Donnelly Center for Cellular and Biomolecular Research, Banting and Best Department of Medical Research, University of Toronto, Toronto ON, Canada.
BMC Bioinformatics. 2010 Oct 12;11:507. doi: 10.1186/1471-2105-11-507.
PDZ domains mediate protein-protein interactions involved in important biological processes through the recognition of short linear motifs in their target proteins. Two recent independent studies have used protein microarray or phage display technology to detect PDZ domain interactions with peptide ligands on a large scale. Several computational predictors of PDZ domain interactions have been developed, however they are trained using only protein microarray data and focus on limited subsets of PDZ domains. An accurate predictor of genomic PDZ domain interactions would allow the proteomes of organisms to be scanned for potential binders. Such an application would require an accurate and precise predictor to avoid generating too many false positive hits given the large amount of possible interactors in a given proteome. Once validated these predictions will help to increase the coverage of current PDZ domain interaction networks and further our understanding of the roles that PDZ domains play in a variety of biological processes.

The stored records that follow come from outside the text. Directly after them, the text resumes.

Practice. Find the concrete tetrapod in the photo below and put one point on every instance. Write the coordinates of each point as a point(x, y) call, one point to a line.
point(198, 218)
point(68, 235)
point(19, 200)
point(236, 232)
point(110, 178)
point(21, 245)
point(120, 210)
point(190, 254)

We developed a PDZ domain interaction predictor using a support vector machine (SVM) trained with both protein microarray and phage display data. In order to use the phage display data for training, which only contains positive interactions, we developed a method to generate artificial negative interactions. Using cross-validation and a series of independent tests, we showed that our SVM successfully predicts interactions in different organisms. We then used the SVM to scan the proteomes of human, worm and fly to predict binders for several PDZ domains. Predictions were validated using known genomic interactions and published protein microarray experiments. Based on our results, new protein interactions potentially associated with Usher and Bardet-Biedl syndromes were predicted. A comparison of performance measures (F1 measure and FPR) for the SVM and published predictors demonstrated our SVM's improved accuracy and precision at proteome scanning.
We built an SVM using mouse and human experimental training data to predict PDZ domain interactions. We showed that it correctly predicts known interactions from proteomes of different organisms and is more accurate and precise at proteome scanning compared with published state-of-the-art predictors.
PDZ 结构域通过识别其靶蛋白中的短线性基序,介导参与重要生物过程的蛋白质-蛋白质相互作用。最近的两项独立研究使用蛋白质微阵列或噬菌体展示技术大规模检测 PDZ 结构域与肽配体的相互作用。已经开发了几种 PDZ 结构域相互作用的计算预测器,但是它们仅使用蛋白质微阵列数据进行训练,并且仅关注 PDZ 结构域的有限子集。基因组 PDZ 结构域相互作用的准确预测器将允许扫描生物体的蛋白质组以寻找潜在的结合物。这种应用需要一个准确和精确的预测器,以避免在给定的蛋白质组中产生太多的假阳性命中。一旦验证,这些预测将有助于增加当前 PDZ 结构域相互作用网络的覆盖范围,并进一步了解 PDZ 结构域在各种生物过程中的作用。
我们使用支持向量机 (SVM) 开发了一种 PDZ 结构域相互作用预测器,该预测器使用蛋白质微阵列和噬菌体展示数据进行训练。为了使用仅包含阳性相互作用的噬菌体展示数据进行训练,我们开发了一种生成人工阴性相互作用的方法。通过交叉验证和一系列独立测试,我们表明我们的 SVM 成功地预测了不同生物体中的相互作用。然后,我们使用 SVM 扫描人类、蠕虫和苍蝇的蛋白质组,以预测几种 PDZ 结构域的结合物。使用已知的基因组相互作用和已发表的蛋白质微阵列实验对预测结果进行了验证。基于我们的结果,预测了与 Usher 和 Bardet-Biedl 综合征相关的新的蛋白质相互作用。SVM 和已发表的预测器的性能指标(F1 度量和 FPR)的比较表明,我们的 SVM 在蛋白质组扫描方面具有更高的准确性和精度。
我们使用小鼠和人类实验训练数据构建了一个 SVM 来预测 PDZ 结构域相互作用。我们表明,它可以正确预测来自不同生物体蛋白质组的已知相互作用,并且在蛋白质组扫描方面比已发表的最先进的预测器更准确和精确。